Anyone who has been captivated by Dorset will relish this latest visit to one of Britain’s most spectacular counties. Your journey begins at Studland, where we take the Chain Ferry across Poole Harbour, first visiting the millionaires’ playground of Sandbanks.
A stroll around Poole Quay reveals how the town developed, largely through its trade links with North America; at its peak in the 18th century it was one of the busiest ports in Britain. In more recent times, it was a major embarkation point for the D-Day landings of the Normandy Invasion.

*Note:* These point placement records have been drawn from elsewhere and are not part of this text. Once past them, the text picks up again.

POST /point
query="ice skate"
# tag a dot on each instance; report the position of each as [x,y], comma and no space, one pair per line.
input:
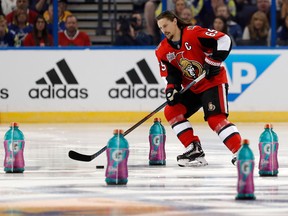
[234,159]
[193,157]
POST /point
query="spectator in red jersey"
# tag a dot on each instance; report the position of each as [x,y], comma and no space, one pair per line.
[39,36]
[20,27]
[72,36]
[186,53]
[7,38]
[24,5]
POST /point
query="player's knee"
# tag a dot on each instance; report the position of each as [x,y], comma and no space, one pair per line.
[174,113]
[216,122]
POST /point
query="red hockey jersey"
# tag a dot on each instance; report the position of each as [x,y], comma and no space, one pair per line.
[188,56]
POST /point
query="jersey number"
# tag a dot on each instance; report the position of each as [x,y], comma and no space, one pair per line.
[211,32]
[162,66]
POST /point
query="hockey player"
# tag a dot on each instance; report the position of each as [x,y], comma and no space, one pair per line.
[185,53]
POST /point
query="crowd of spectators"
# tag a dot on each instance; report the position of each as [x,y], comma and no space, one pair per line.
[247,22]
[30,23]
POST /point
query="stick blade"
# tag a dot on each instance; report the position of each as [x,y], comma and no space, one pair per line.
[80,157]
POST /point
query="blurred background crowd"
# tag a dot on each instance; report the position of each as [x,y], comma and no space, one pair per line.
[132,22]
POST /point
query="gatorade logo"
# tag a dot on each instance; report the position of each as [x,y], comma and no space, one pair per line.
[157,140]
[244,69]
[117,155]
[267,149]
[245,168]
[4,93]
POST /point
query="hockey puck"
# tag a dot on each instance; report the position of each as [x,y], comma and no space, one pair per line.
[100,167]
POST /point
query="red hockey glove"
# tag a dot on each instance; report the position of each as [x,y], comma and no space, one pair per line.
[212,67]
[172,95]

After looking at some of Poole’s most historic buildings, as well as Holes Bay and the national headquarters of the RNLI, we take a majestic boat trip around the second largest natural harbour in the world, which includes a view of Brownsea Island, where Robert Baden-Powell set up the first Scout Camp in 1907.
We then set sail on the world’s last seagoing paddlesteamer, Waverley, which berthed at Poole for the first time since 1987. As we reached Branksome Dene Chine, the presentation was handed over to distinguished Bournemouth historian and tour guide John Walker. John explains the history of significant sites such as the Royal Exeter Hotel, once home of the town’s founder Captain Lewis Tregonwell. You will also see St Peter’s Church, where Frankenstein author Mary Shelley is buried, enjoy a tribute to the town’s floral splendour, and visit the Pier, the Pavilion and the Bournemouth International Centre.
There is also time to call at Boscombe, Southbourne and the ancient town of Christchurch, famous for its splendid 11th century Priory and its stunning quay, before we finish our tour at Highcliffe, on the very edge of Hampshire.